Facial recognition in the IT cortex thus rests on a set of about 50 numbers in total that represent the measurement of a face along a set of axes. And the discovery of this extremely simple code for face identity has major implications for our understanding of visual object representation. It is possible that all of the IT cortex might be organized along the same principles governing the face-patch system, with clusters of neurons encoding different sets of axes to represent an object. We are now conducting experiments to test this idea.
Neural Rosetta Stone
If you ever go to the British Museum, you will see an amazing artifact, the Rosetta stone, on which the same decree of Memphis is engraved in three different languages: Egyptian hieroglyphics, Demotic and ancient Greek. Because philologists knew ancient Greek, they could use the Rosetta stone to help decipher Egyptian hieroglyphics and Demotic. Similarly, faces, face patches and the IT cortex form a neural Rosetta stone—one that is still being deciphered. By showing pictures of faces to monkeys, we discovered face patches and learned how cells within these patches detect and identify faces. In turn, understanding coding principles in the face-patch network may one day lead to insight into the organization of the entire IT cortex, revealing the secret to how object identity more generally is encoded. Perhaps the IT cortex contains additional networks specialized for processing other types of objects—a whirring factory with multiple assembly lines.

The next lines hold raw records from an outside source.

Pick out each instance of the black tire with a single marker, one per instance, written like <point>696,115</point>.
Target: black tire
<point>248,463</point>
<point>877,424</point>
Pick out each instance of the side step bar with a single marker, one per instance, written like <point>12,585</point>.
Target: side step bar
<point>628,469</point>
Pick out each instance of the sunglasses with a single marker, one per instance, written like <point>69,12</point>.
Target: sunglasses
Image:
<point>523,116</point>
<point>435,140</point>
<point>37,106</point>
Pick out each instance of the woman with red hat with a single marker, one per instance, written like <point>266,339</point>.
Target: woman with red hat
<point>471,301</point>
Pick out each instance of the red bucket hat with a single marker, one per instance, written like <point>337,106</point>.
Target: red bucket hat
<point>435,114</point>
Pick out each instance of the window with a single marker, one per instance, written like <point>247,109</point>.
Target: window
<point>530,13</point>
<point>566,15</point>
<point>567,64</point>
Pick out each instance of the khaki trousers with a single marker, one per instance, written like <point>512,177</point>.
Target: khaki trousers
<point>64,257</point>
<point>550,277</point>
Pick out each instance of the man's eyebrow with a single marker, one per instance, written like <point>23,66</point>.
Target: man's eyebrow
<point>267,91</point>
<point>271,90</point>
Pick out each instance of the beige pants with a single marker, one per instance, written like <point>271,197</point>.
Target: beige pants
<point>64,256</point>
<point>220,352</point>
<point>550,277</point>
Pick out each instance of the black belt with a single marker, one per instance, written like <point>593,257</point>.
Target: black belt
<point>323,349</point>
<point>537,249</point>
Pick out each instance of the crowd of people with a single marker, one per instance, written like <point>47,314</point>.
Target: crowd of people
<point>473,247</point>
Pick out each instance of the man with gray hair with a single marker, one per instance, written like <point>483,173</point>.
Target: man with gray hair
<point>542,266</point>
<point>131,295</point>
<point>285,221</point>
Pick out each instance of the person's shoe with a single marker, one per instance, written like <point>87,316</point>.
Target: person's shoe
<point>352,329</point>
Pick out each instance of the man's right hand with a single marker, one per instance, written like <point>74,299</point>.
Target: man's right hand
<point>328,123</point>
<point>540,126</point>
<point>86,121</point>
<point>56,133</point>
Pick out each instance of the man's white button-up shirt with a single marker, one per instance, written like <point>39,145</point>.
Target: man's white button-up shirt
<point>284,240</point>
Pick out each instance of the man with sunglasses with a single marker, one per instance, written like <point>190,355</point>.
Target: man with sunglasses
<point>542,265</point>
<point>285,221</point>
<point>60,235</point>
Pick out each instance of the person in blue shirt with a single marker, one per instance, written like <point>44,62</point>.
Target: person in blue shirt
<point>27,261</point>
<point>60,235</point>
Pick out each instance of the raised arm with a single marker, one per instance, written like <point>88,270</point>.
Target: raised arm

I also hope that knowing the code for facial identity can help fulfill my college dream of discovering how we imagine curves. Now that we understand face patches, we can begin to train animals to imagine faces and explore how neural activity is shaped by the purely internal act of imagination. Lots of new questions arise. Does imagination reactivate the code for the imagined face in the face patches? Does it bring back even earlier representations of contours and shading that provide inputs to the face-patch system? We now have the tools to probe these questions and better understand how the brain sees objects, imagined or real.
Because almost all the brain's core behaviors—consciousness, visual memory, decision-making, language—require object interactions, a deep understanding of object perception will help us gain insight into the entire brain, not just the visual cortex. We are only starting to solve the enigma of the face.